[antlr-interest] ANTLR 3.0.1: invalid character column in a mismatch character error message.

Wed Aug 13 13:22:08 PDT 2008

Kay,

>Kay Röpke wrote:
> On Aug 13, 2008, at 12:33 PM, Foust wrote:
> 
> > Kay wrote:
> >> It adds up, as simple as that. The more you store, the greater your
> >> memory footprint is, the more pages it has to touch, the slower it
> >> gets. Especially if you are parsing huge input it makes a noticeable
> >> difference (and in most target languages the footprint of an int is
> >> not 4 or 8 bytes, it's much larger for all those managed languages).
> >
> > We could make that argument for any of Antlr's features, most of
> > which take
> > a lot more processing and memory than just a couple of ints. If
> > speed is the
> > only reason for not providing the intuitive functionality, then
> > there are
> > ways to architect it so that it only gets invoked for users who need
> > the
> > functionality (IoC is one, but there are others).
> 
> Which features are there that take a lot of memory based on the input?
> Apart from line information (which most of the time I don't "really"
> need to have stored, I can re-lex on error to produce the necessary
> information because an error will be expensive anyway), all I can see
> in CommonToken (for Java now) is necessary housekeeping information.
> E.g. the start/stop indices are used to grab the actual text from the
> input stream, rather than copying strings around.
> 
> I'm just saying that adding a column and the tab-width handling
> doesn't make that much sense, because it's not something you generally
> need. If you do need it, it's almost trivial to add.
> 
> >
> > Even in managed languages, an integer field only takes 4 or 8 bytes.
> > (There
> > is no need to allocate an entirely separate object for each character
> > position.)
> 
> That's certainly not the case for reference counted (and weakly typed)
> languages like Perl. I believe Python uses the same approach as Perl
> (opaque structs that store multiple representations of their value
> internally, converting when necessary).
> At least Perl uses way more than 4 bytes per int on a 32bit machine.
> 
> BTW, I meant tokens not characters here. I agree it would be silly to
> wrap each char in an object. But if you have a huge number of short
> tokens, this get's noticeable.
> Of course, for short input it hardly makes any sense to even think
> about it...
> 
> >> I think the runtime should be minimal, because it's much easier to
> >> add
> >> functionality than to remove it
> >
> > That's a valid point.
> >
> > And what Antlr already provides (an accurate line and character pos)
> > is already good. But most editors display a 1-based column number. So
> > if the intent is to provide the grammar developer accurate feedback in
> > order to quickly locate the problem, then an accurate 1-based column
number
> > should be provided.
> 
> The problem is tab handling, otherwise I'd not argue about 0 vs 1.
> Letting it start at 1 kinda implies that we are telling the "column"
> even when we are not. It's not a column and can't be in the presence
> of tabs. Hence my fierce arguments ;)

I see.

> 
> > When using Vi, it is easy to go to a line#/character offset. But
> > Eclipse
> > (without the Vi plugin) doesn't allow you to move the right n
> > characters. It
> > just displays the column number, which varies with the spaces-per-tab
> > setting. Editor plugins, such as AntlrDT probably already take this
> > into
> > account.
> >
> > But most users probably think that column #1 means the first
> > character, not
> > the 2nd.
> 
> If I talk about column 1, then yes, I mean the first character. I'm
> human after all.
> But when I see charPosInLine, I think index (in c-speak).

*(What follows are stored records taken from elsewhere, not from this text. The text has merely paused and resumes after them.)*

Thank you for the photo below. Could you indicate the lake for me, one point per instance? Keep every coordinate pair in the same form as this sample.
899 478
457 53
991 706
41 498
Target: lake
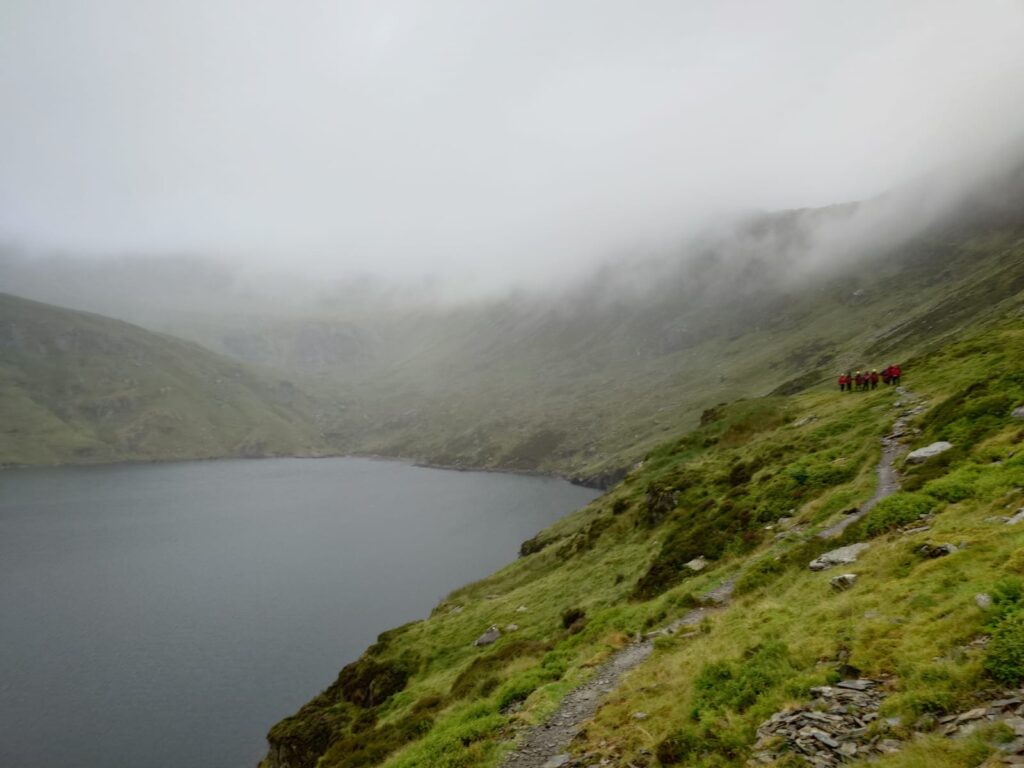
169 614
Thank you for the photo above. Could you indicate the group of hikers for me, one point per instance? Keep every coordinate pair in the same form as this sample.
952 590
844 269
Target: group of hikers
864 380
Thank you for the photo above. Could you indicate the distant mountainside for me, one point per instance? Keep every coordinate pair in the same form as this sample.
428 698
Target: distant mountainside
79 387
585 382
785 585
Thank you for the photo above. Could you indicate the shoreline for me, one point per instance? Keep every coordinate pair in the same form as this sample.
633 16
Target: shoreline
581 481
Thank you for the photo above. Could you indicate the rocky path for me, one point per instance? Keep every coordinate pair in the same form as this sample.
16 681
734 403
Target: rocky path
888 477
545 745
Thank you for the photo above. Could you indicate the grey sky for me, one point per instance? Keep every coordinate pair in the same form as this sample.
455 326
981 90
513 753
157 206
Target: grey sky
493 139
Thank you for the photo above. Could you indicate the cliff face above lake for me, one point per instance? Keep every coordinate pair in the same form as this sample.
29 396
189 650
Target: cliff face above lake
906 605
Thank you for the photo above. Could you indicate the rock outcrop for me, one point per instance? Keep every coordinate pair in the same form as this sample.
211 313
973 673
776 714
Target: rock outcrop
923 455
830 730
841 556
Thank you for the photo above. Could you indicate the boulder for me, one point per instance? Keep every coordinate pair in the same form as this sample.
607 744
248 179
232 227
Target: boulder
844 582
841 556
697 564
488 637
923 455
937 550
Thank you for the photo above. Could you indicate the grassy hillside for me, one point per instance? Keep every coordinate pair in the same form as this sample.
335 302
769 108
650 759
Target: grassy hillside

Yes. Whereas vertical tabs are no longer used, the Antlr "line" attribute is
1-based, but the horizontal coordinate, "charPosInLine" is 0-based (for
reasons you've described in detail). Maybe it would have been clearer with a
name like "charIndex".

Nevertheless, the question seems to be one of whether it is worthwhile to
handle tabs as a special case, and I hear you voting, "no."

> Actually, I think we need better error messages in the default
> implementation, then the problem goes away.
> Naturally this won't happen in 3.1 (as it's been released! hooray!),
> but maybe we can cook up something for 3.2.
> Note: I'm not talking about solving the tab problem, but displaying a
> short portion of the input (whether charstream or tokenstream) with an
> indicator where the offending char/token was. That should make it easy
> to find the error, even if we can't provide column-accurate position
> info out of the box.
> That above plan applies to other error messages as well:
> 
> warning(200): MySQL51.g:1610:74: Decision can match input such as
> "MINUS" using multiple alternatives: 1, 2
> As a result, alternative(s) 2 were disabled for that input

Yes. You're right. Cut to the chase and just give the offending input,
rather than make the user go search for it.

> 
> I'd like to see more verbose information about which alternatives were
> involved because counting them in the input grammar can be really
> tiring (if the alts are 15,34 for example).

Again, excellent suggestion.

> ANTLRWorks helps here, but sometimes I want to see it in the actual
> output. Shouldn't be hard to add in any case.

AntlrWorks has it's issues. It's difficult to rely on it, unless it is being
actively supported. (Are bugs being actively addressed in AntlrWorks?) 

I agree with you that more descriptive error messages are needed and would
probably solve most issues without resorting to character counting, anyway.

Brent